Guys, I have croaker box's that aren't quite sitting low enough in the water. Made of red cedar, and stainless steel hardware, I'm wondering if you guys have any suggestions?


----------



## jtburf (May 26, 2004)

Loudguyfishing said:


> Guys, I have croaker box's that aren't quite sitting low enough in the water. Made of red cedar, and stainless steel hardware, I'm wondering if you guys have any suggestions?


Add lead to the bottom so it sinks it a little more.

Have any pictures?

John


----------



## unsinkable 2 (Jun 13, 2016)

try a Lindey Bait Tamer. Light and fold up for storage already has weights in the bottom


----------



## ten toes (Mar 13, 2010)

So is there any advantage to using a croaker box instead of a plain ole bait bucket with the spring-loaded door?


----------



## Puddle_Jumper (Jun 30, 2014)

ten toes said:


> So is there any advantage to using a croaker box instead of a plain ole bait bucket with the spring-loaded door?
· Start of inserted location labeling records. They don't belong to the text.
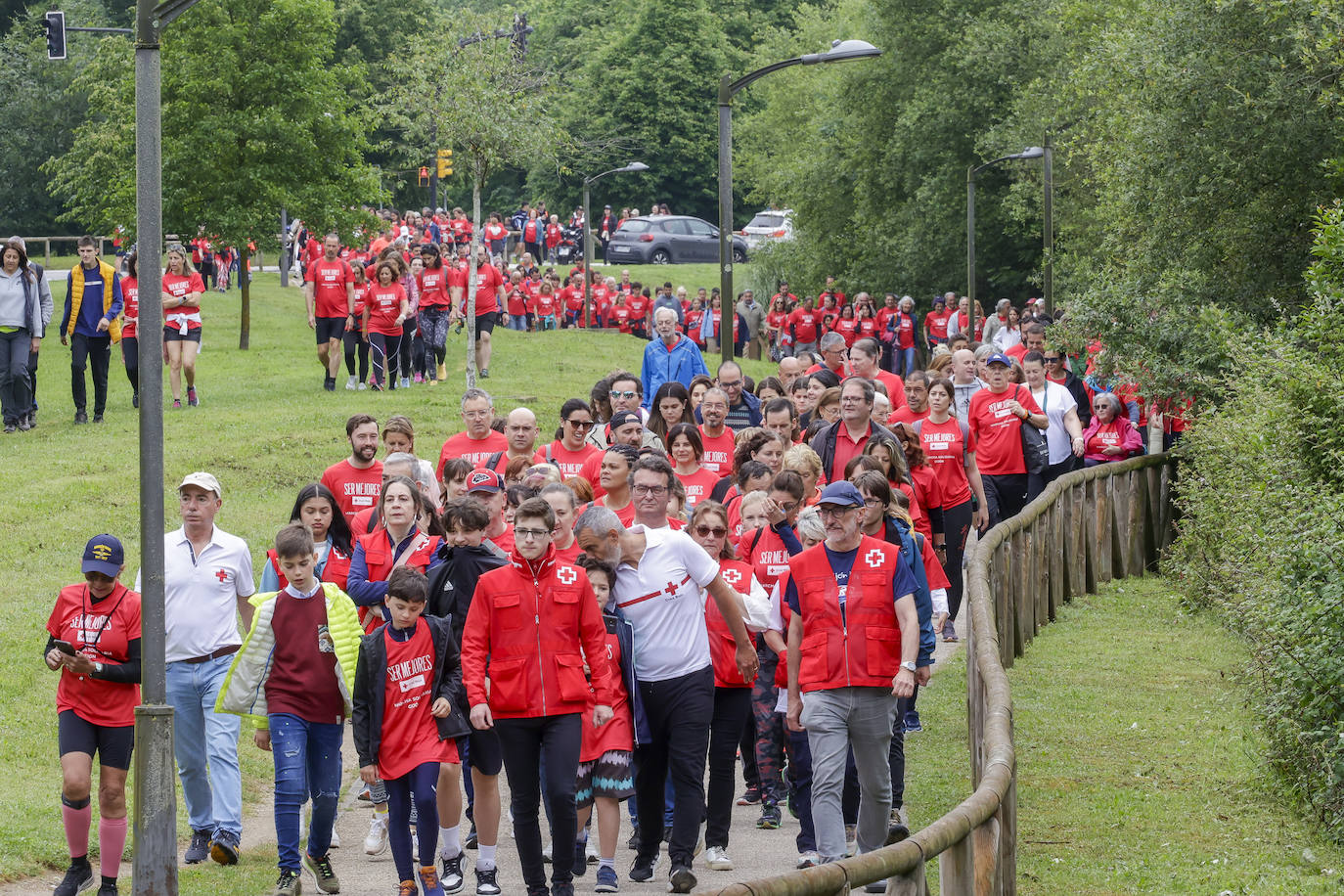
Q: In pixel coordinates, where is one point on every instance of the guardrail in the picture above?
(1089, 527)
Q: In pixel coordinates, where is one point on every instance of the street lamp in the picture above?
(839, 51)
(588, 238)
(1030, 152)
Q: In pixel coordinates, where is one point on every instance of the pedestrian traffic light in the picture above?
(54, 23)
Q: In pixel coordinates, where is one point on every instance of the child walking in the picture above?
(408, 711)
(291, 677)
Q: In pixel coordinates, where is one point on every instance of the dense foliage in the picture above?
(1262, 539)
Good question.... I would like to know also


----------



## jtburf (May 26, 2004)

unsinkable 2 said:


> try a Lindey Bait Tamer. Light and fold up for storage already has weights in the bottom


Those look neat, thanks for the heads up.

John


----------



## Joe Fish (Jul 15, 2012)

jtburf said:


> Those look neat, thanks for the heads up.
> 
> John


Can you get those locally in the Houston area?


----------



## TxSlammin (Apr 11, 2008)

Saw those yellow bait bag things at FTU friday


----------



## Matt_t (Aug 2, 2016)

What is said croaker box?


----------